You won’t find special paving here, or curbless streets, or bollards, or any of the other tactics designers and planners now mobilize to make other areas pedestrian-friendly and people-centric. It Kensington it just kinda…happens.
Still, in an article published today in the Toronto Star, Christopher Hume argues that banning cars from Kensington is the “obvious move” and the area is a “battleground” between cars and people on foot? A battleground? If any neighbourhood in Toronto can least be described as a battleground between cars and people, it’s Kensington Market. More of a slow dance, really.
Pedestrian-only Sundays are great, but I would hazard a guess that they’re great because they’re pedestrian-only Sundays and not pedestrian-only all-the-times.

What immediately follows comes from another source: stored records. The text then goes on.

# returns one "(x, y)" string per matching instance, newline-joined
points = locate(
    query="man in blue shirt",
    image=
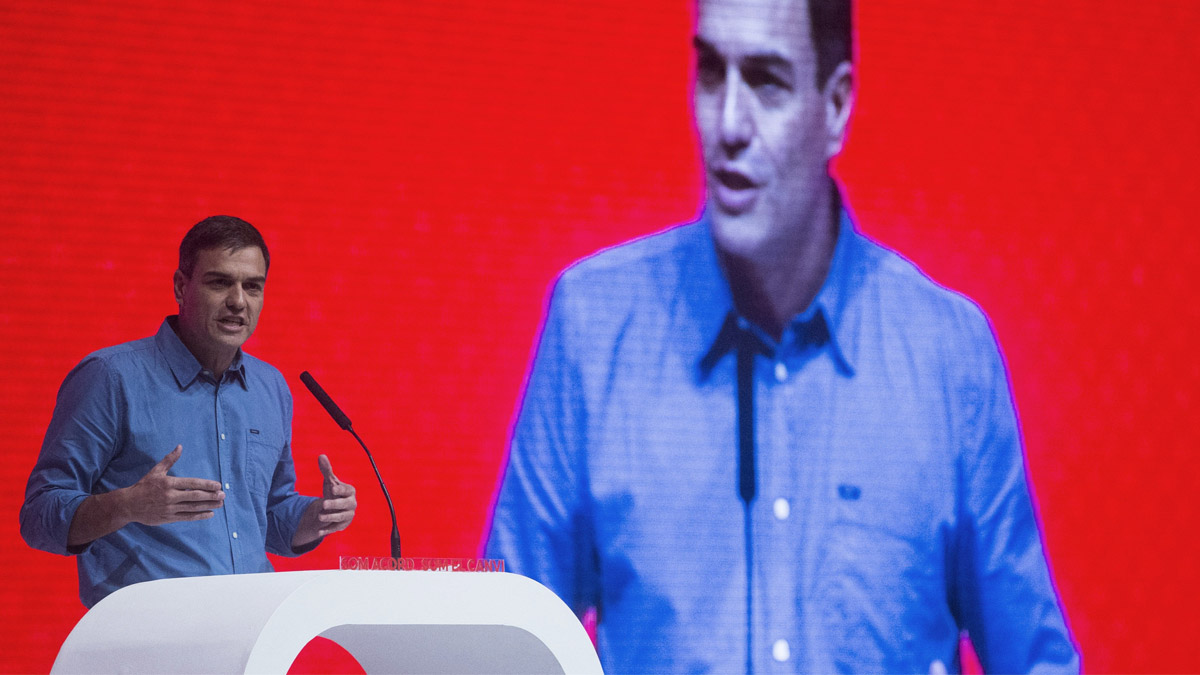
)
(109, 489)
(761, 442)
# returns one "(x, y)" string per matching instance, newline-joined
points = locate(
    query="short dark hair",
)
(832, 35)
(227, 233)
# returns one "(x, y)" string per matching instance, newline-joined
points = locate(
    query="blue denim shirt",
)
(892, 511)
(124, 408)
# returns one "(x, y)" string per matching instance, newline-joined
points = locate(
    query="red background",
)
(423, 171)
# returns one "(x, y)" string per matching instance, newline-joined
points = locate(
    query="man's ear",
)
(179, 280)
(839, 100)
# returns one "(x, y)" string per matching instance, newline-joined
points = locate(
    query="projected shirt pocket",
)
(259, 460)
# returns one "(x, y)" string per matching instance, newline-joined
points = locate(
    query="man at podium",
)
(172, 455)
(761, 441)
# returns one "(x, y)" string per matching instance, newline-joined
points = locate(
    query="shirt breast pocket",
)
(259, 460)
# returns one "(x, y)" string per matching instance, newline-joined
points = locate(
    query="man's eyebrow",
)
(214, 275)
(766, 58)
(702, 45)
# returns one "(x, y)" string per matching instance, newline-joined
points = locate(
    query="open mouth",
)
(733, 180)
(733, 192)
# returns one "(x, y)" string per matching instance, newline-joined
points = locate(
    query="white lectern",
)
(389, 621)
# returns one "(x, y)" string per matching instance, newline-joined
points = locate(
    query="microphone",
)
(330, 406)
(345, 423)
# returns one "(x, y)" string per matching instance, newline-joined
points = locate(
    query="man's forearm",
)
(97, 515)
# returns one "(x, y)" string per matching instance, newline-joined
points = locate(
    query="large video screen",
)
(424, 171)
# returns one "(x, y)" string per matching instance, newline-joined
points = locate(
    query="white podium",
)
(390, 621)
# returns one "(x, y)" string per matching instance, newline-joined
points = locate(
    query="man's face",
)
(767, 131)
(220, 303)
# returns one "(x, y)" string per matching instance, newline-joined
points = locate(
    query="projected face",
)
(767, 131)
(220, 303)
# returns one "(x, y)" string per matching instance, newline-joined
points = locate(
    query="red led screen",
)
(424, 169)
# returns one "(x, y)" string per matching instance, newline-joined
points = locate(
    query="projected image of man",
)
(762, 442)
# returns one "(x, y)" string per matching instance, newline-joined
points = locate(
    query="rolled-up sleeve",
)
(79, 442)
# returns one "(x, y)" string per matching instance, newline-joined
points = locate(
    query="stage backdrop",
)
(423, 171)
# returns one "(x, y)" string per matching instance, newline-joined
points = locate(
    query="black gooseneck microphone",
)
(345, 423)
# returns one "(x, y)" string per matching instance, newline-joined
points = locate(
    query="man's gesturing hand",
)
(154, 500)
(330, 513)
(159, 499)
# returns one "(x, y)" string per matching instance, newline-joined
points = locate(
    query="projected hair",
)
(832, 35)
(227, 233)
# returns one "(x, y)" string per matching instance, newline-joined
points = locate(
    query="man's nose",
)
(237, 297)
(737, 123)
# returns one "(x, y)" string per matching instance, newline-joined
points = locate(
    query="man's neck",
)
(773, 285)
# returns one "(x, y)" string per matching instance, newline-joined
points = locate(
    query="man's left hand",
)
(330, 513)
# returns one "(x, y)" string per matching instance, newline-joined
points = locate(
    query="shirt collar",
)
(711, 303)
(184, 365)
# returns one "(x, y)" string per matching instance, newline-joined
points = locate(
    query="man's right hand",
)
(159, 499)
(156, 499)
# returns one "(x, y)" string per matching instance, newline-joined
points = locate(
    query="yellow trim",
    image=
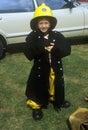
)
(33, 104)
(51, 82)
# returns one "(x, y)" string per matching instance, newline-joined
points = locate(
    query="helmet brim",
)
(34, 21)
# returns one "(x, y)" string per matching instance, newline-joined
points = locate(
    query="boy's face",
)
(43, 25)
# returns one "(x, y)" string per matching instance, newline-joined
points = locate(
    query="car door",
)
(70, 19)
(15, 16)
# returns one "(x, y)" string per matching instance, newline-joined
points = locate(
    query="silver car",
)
(15, 16)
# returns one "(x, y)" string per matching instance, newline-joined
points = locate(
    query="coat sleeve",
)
(62, 48)
(32, 50)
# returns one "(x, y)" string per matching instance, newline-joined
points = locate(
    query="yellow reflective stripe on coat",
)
(51, 82)
(33, 104)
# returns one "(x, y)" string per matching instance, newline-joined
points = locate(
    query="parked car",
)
(15, 16)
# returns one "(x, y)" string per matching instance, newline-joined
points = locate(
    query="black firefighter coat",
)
(38, 81)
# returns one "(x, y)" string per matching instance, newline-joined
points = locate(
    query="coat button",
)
(39, 68)
(39, 75)
(58, 62)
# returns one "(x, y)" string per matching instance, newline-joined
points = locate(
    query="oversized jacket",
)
(38, 81)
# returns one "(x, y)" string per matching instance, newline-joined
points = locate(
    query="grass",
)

Go to Kensington and watch the main streets. Cars go slower, people spill off of the sidewalk and walk in the road or cross back and forth. This is Kensington’s special sauce. By removing an ingredient you risk ruining it.
Pedestrianization is a means to an end, not an end in itself.
The desired end is usually a lively, comfortable, safe place that people like to go and hang out. Sometimes removing cars is the way to do it. Ryerson’s Gould Street is a great example of an area that has flourished since cars were banished and people allowed to flood into the space.
But sometimes it’s the slow mix of cars and people and bikes that makes certain areas what they are. Go to Boston’s North End and you find the same thing. Narrow streets with people spilling out of Italian restaurants, cars winding their way slowly through it all. It works because everyone understands that people come first.
We have something really special in Kensington right now, something that emerged on its own, over time. If it ain’t broke, don’t fix it.